On 04/28/11 12:33 PM, Brian S. Krug wrote:
> The following bug has been logged online:
>
> Bug reference: 5996
> Logged by: Brian S. Krug
> Email address: bkrug@usatech.com
> PostgreSQL version: 9.0.3
> Operating system: Solaris
> Description: CURRENT_TIMESTAMP uses often undesired
> TRANSACTION_TIMESTAMP, instead of STATEMENT_TIMESTAMP
> Details:
>
> CURRENT_TIMESTAMP (and CURRENT_DATE, CURRENT_TIME) return the time of the
> start of the transcaction - which seems to be right after the end of the
> last transaction.

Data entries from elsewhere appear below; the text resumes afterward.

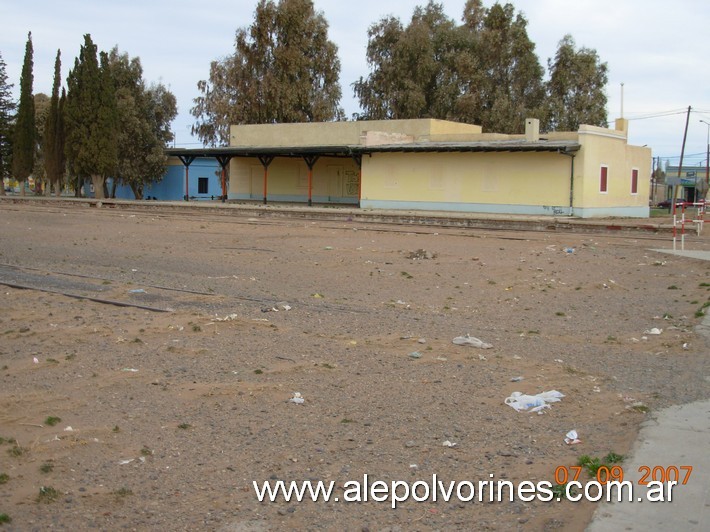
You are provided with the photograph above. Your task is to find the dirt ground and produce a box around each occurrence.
[0,204,710,531]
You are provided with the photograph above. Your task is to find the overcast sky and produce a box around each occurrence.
[0,0,710,165]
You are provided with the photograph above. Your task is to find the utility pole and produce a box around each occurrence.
[701,120,710,188]
[673,105,691,214]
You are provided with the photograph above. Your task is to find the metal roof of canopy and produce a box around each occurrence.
[165,140,581,158]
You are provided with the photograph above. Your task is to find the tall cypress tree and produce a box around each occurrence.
[44,50,65,196]
[12,32,36,196]
[65,34,118,198]
[0,49,15,196]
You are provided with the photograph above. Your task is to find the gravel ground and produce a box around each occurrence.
[0,205,710,531]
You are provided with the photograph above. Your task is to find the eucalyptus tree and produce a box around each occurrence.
[191,0,343,145]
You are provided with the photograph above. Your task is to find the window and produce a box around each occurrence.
[631,168,639,194]
[197,177,210,194]
[599,166,609,194]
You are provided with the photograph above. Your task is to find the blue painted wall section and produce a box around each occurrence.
[109,157,222,201]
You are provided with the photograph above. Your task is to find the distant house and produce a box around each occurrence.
[665,164,708,202]
[168,119,651,218]
[109,157,222,201]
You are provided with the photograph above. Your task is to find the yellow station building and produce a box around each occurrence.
[175,119,651,218]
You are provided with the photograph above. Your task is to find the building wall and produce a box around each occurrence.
[228,157,359,205]
[228,119,651,217]
[361,152,570,214]
[109,157,222,201]
[574,124,651,218]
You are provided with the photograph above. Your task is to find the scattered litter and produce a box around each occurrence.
[453,334,493,349]
[565,430,582,445]
[407,249,436,260]
[504,390,564,414]
[214,314,239,322]
[261,302,294,312]
[288,392,306,405]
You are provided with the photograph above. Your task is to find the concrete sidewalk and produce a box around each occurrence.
[587,400,710,532]
[587,310,710,532]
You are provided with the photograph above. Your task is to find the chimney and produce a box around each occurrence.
[525,118,540,142]
[614,118,629,137]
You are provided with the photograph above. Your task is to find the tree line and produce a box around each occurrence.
[0,0,607,198]
[191,0,607,145]
[0,33,177,199]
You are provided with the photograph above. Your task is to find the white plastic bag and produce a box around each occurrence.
[453,334,493,349]
[504,390,564,414]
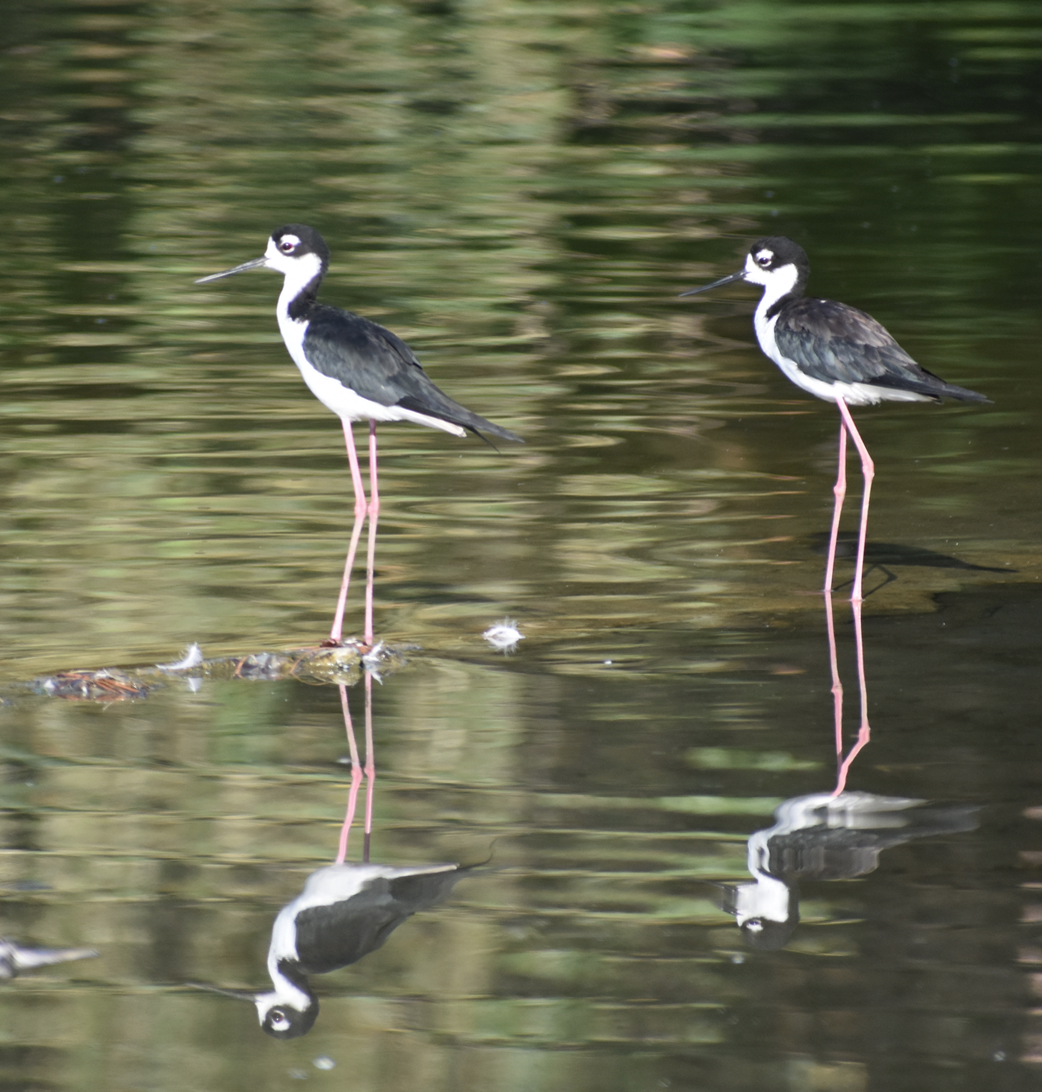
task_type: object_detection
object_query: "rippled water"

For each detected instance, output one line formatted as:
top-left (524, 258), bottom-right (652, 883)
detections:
top-left (0, 0), bottom-right (1042, 1092)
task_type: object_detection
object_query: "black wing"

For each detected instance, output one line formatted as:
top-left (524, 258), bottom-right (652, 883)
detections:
top-left (304, 304), bottom-right (524, 443)
top-left (774, 299), bottom-right (990, 402)
top-left (296, 866), bottom-right (467, 974)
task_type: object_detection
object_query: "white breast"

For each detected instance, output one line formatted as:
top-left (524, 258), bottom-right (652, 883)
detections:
top-left (277, 299), bottom-right (466, 436)
top-left (753, 295), bottom-right (933, 406)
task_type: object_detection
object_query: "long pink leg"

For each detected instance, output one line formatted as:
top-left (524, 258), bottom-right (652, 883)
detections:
top-left (329, 420), bottom-right (372, 644)
top-left (336, 683), bottom-right (371, 865)
top-left (362, 672), bottom-right (376, 864)
top-left (836, 399), bottom-right (876, 606)
top-left (364, 420), bottom-right (380, 648)
top-left (825, 420), bottom-right (846, 594)
top-left (825, 586), bottom-right (843, 762)
top-left (832, 600), bottom-right (872, 796)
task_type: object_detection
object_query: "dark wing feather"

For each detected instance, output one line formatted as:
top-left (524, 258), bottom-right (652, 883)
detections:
top-left (774, 299), bottom-right (988, 402)
top-left (304, 304), bottom-right (524, 443)
top-left (286, 865), bottom-right (467, 974)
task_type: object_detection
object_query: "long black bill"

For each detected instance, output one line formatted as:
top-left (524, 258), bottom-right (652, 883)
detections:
top-left (185, 982), bottom-right (264, 1004)
top-left (677, 270), bottom-right (745, 296)
top-left (196, 258), bottom-right (268, 284)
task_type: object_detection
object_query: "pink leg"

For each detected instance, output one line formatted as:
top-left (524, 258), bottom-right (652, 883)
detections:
top-left (362, 672), bottom-right (376, 864)
top-left (336, 683), bottom-right (369, 865)
top-left (836, 399), bottom-right (876, 606)
top-left (832, 601), bottom-right (872, 796)
top-left (825, 585), bottom-right (843, 761)
top-left (329, 420), bottom-right (371, 645)
top-left (364, 420), bottom-right (380, 648)
top-left (825, 422), bottom-right (846, 598)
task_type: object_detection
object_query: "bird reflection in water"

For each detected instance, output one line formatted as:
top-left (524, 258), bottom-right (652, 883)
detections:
top-left (719, 792), bottom-right (978, 950)
top-left (714, 593), bottom-right (978, 950)
top-left (193, 672), bottom-right (473, 1038)
top-left (0, 937), bottom-right (97, 982)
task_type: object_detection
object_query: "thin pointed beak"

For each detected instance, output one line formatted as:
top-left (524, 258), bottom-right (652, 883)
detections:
top-left (677, 266), bottom-right (745, 296)
top-left (185, 982), bottom-right (264, 1005)
top-left (196, 256), bottom-right (268, 284)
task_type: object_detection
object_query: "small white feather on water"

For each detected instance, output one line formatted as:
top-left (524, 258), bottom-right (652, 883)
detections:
top-left (482, 618), bottom-right (524, 652)
top-left (156, 641), bottom-right (203, 672)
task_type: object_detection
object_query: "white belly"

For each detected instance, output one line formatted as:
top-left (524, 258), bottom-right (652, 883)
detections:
top-left (279, 307), bottom-right (466, 436)
top-left (754, 307), bottom-right (934, 406)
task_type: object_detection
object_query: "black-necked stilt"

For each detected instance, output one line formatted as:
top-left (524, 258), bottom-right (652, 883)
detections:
top-left (680, 236), bottom-right (991, 603)
top-left (196, 224), bottom-right (523, 644)
top-left (193, 864), bottom-right (472, 1038)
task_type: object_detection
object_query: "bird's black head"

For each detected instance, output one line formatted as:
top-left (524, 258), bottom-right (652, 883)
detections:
top-left (258, 995), bottom-right (318, 1038)
top-left (270, 224), bottom-right (329, 270)
top-left (747, 235), bottom-right (810, 278)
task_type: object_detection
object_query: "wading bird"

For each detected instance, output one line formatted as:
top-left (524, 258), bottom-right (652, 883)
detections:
top-left (196, 224), bottom-right (524, 645)
top-left (680, 236), bottom-right (991, 604)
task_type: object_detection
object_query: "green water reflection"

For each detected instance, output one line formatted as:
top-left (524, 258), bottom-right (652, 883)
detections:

Thus, if you use pooled connections, CURRENT_TIMESTAMP
> will return the time of the last COMMIT. This is often unintended behavior.
> This tripped me up significant and I would anticipate that many have fallen
> into the same trap. I recommend that CURRENT_TIMESTAMP functions as
> STATEMENT_TIMESTAMP instead of as TRANSACTION_TIMESTAMP.
>
Transactions start when you issue a BEGIN; command. If you don't issue
a BEGIN, then every statement is a self contained transaction. Are you
using a runtime abstraction thats doing this automagically behind your
back right after COMMIT; ? if so, thats your problem.
old JDBC's did exactly that, and it caused other ugly problems like long
running IDLE In Transaction processes.